OK, so it turns out hating on Scrum is really easy. But if it’s such a joke, then why do so many people swear by it? Because it’s possible to do Scrum without putting an emphasis on all this stuff that I’ve just written about. It’s still there, but it’s all being done with the intent of focusing on consistent, iterative improvement and regular customer feedback, and looks a lot like a highly structured version of Kanban. The problem with Scrum isn’t the meetings, burn-down charts, or story points. It’s that these very iconic aspects that are incredibly easy to cargo cult by people who have no intention of actually changing how they build software.

The end result is basically the waterfall software development model, but with hundreds or thousands of tickets to be worked on instead of pages and pages of documentation saying the same thing (a “process” that’s typically referred to as “Scrumerfall“). In my experience, the defining difference between Scrum being done well vs. Scrum being done in name only is whether or not the team recognizes that they’re just trying to make incremental improvements on the code and see how well those incremental improvements are received, which means shipping often (see step 2 in my “how Scrum works” earlier in the post). The teams that are the butt of Scrum jokes focus on the process and meetings because the checkboxes on the “how to do Scrum” list say to do those things.

Scrum isn’t a software development lifecycle built around long-term plans for big releases and larger-scale projects. It’s a software development lifecycle that’s optimized around small releases and seeing where to go from there. Over time, the team eventually completes major changes to the application, but the realization behind Scrum is that when you’re listening to customers, the final product to them is likely going to be very different than what the organization thought it was going to be before getting started.
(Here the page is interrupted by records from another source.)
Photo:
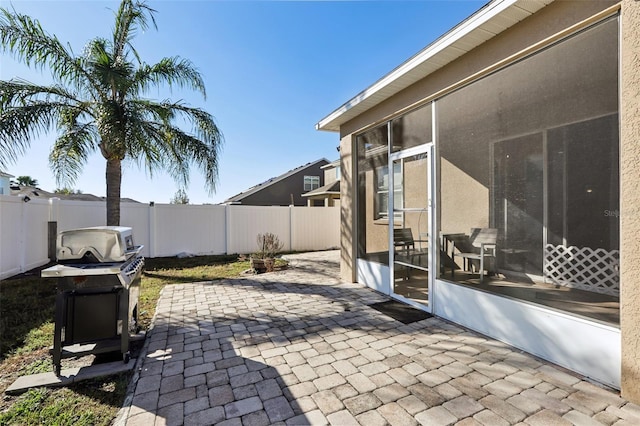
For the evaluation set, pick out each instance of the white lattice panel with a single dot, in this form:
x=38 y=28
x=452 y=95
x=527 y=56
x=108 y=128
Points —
x=595 y=270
The entire point of not just Scrum, but literally every agile development framework, is recognizing this reality and building software in a manner that allows organizations to identify the differences between what they thought they should build and what customers actually wanted. If you want to do Scrum, you need to let go of the meetings, the points, and the charts and put the emphasis on writing small code updates, testing them quickly, releasing them ASAP, getting customer sentiment, and planning the next step from there. The truth is, the problem with the Waterfall methodology was the assumption that software can be reliably planned and estimated upfront, while knowing what users and customers want up-front with total accuracy. That’s never true, and changing the process from long bouts of documentation and planning up-front followed by massive stretches of coding to putting the documentation into hundreds or thousands of work tickets, with meetings all throughout, won’t change that.